InvoiceDto a = entityViewManager.find(entityManager, InvoiceDto.class, id);
The Spring Data integration allows you to use it almost like Spring Data Projections: https://persistence.blazebit.com/documentation/entity-view/manual/en_US/index.html#spring-data-features
You could use the Spring Data naming convention to construct the query which would look roughly like this:
List<InvoiceDto> findByInvoiceNumberOrPaid(@Param("invoiceNumber") String invoiceNumber, @Param("paid") boolean paid);
So, to summarize. I was able to get desired result thanks to SternK's answer and documentation. So the two following approaches gave me correct result:
Approach 1:
List<InvoiceDto> invoices = em.createNamedQuery("findInvoicesDto" )
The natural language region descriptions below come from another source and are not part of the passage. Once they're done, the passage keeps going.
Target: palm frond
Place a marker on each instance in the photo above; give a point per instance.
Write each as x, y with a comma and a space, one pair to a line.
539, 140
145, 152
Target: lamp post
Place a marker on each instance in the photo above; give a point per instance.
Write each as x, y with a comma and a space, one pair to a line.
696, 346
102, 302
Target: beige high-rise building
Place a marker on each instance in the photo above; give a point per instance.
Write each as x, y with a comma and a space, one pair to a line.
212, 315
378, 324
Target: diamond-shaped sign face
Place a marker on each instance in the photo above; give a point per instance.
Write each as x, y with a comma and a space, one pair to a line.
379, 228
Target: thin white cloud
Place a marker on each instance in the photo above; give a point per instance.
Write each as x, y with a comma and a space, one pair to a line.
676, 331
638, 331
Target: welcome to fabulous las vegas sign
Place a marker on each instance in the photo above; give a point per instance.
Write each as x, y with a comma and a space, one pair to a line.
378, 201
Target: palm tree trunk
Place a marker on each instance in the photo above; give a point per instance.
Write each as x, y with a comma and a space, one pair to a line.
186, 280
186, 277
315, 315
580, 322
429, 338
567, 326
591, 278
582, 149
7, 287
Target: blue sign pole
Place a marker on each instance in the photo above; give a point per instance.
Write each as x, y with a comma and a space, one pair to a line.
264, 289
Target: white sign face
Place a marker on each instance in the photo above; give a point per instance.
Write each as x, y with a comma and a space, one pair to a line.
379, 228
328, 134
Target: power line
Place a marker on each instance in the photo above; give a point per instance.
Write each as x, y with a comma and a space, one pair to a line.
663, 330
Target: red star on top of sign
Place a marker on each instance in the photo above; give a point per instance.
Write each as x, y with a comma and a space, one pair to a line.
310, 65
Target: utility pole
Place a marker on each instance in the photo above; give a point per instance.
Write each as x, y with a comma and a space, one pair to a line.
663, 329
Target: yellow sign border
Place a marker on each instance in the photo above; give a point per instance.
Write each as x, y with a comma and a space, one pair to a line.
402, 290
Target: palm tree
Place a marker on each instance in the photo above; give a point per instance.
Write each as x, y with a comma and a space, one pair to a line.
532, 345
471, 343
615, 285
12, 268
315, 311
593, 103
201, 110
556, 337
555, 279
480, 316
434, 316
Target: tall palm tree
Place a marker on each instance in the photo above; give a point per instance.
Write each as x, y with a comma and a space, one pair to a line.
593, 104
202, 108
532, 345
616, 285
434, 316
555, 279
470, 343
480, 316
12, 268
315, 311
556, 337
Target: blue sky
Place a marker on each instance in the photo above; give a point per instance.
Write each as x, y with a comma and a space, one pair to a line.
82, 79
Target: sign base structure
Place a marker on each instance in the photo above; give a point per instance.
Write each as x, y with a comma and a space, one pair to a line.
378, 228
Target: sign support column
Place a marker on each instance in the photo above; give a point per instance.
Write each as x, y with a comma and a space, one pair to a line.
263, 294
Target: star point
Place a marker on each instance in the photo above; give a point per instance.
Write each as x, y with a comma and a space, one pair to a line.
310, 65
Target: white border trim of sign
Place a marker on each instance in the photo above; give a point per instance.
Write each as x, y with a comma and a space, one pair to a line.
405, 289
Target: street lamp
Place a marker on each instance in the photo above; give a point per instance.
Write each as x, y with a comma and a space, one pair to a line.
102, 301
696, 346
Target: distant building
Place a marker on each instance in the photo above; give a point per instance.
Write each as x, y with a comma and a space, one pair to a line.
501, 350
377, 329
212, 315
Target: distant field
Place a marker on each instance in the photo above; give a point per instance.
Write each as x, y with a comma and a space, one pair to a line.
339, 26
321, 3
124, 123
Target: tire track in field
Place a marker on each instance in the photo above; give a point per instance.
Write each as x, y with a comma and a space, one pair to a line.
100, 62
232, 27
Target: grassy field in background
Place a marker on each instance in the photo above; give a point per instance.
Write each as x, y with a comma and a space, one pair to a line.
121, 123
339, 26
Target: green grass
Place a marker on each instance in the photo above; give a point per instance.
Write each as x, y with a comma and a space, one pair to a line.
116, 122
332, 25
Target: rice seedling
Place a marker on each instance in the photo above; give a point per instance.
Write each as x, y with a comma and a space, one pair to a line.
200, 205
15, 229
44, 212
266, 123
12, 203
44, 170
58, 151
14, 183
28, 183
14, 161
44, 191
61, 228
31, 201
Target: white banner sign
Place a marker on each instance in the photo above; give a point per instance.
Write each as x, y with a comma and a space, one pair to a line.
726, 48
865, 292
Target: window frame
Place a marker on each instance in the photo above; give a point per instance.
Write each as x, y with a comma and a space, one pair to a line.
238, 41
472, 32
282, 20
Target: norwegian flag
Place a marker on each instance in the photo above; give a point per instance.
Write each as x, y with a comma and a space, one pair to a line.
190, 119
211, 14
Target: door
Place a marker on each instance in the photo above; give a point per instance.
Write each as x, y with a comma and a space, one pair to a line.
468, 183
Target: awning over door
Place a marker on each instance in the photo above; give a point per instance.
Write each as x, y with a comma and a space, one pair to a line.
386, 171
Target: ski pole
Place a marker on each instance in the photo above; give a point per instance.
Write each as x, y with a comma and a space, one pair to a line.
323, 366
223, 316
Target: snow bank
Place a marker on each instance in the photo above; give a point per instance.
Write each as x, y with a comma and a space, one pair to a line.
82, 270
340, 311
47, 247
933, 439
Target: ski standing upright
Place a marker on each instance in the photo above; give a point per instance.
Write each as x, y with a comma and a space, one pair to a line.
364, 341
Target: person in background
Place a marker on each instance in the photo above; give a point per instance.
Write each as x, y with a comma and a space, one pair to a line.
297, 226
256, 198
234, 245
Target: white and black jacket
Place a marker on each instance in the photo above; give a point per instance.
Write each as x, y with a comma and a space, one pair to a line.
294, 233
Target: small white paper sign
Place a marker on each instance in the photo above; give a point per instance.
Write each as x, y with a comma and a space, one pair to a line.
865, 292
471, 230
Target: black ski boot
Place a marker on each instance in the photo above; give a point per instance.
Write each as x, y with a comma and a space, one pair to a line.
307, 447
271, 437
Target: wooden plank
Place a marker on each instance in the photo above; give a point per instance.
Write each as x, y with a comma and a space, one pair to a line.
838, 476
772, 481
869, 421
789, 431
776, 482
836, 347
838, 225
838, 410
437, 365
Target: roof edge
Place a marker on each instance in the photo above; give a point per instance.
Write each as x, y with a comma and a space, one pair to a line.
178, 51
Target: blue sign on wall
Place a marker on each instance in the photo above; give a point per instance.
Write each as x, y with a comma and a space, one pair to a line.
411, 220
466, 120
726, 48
.setParameter("invoiceNumber", "%" + invoiceNumber + "%")
.setParameter("paid", paid)
.getResultList();
The string findInvoicesDto
has to match @SqlResultSetMapping.name
.
Approach 2:
Is like in SternK's answer.
Note: I didn't expect this syntax with LIKE
and %
operator in Hibernate. This reminds me of PreparedStatements
and JDBC
way of writing SQL queries, which I did in previous semester at school :) Maybe this is stupid quesion, but isn't this prone to SQL Injection to some extent?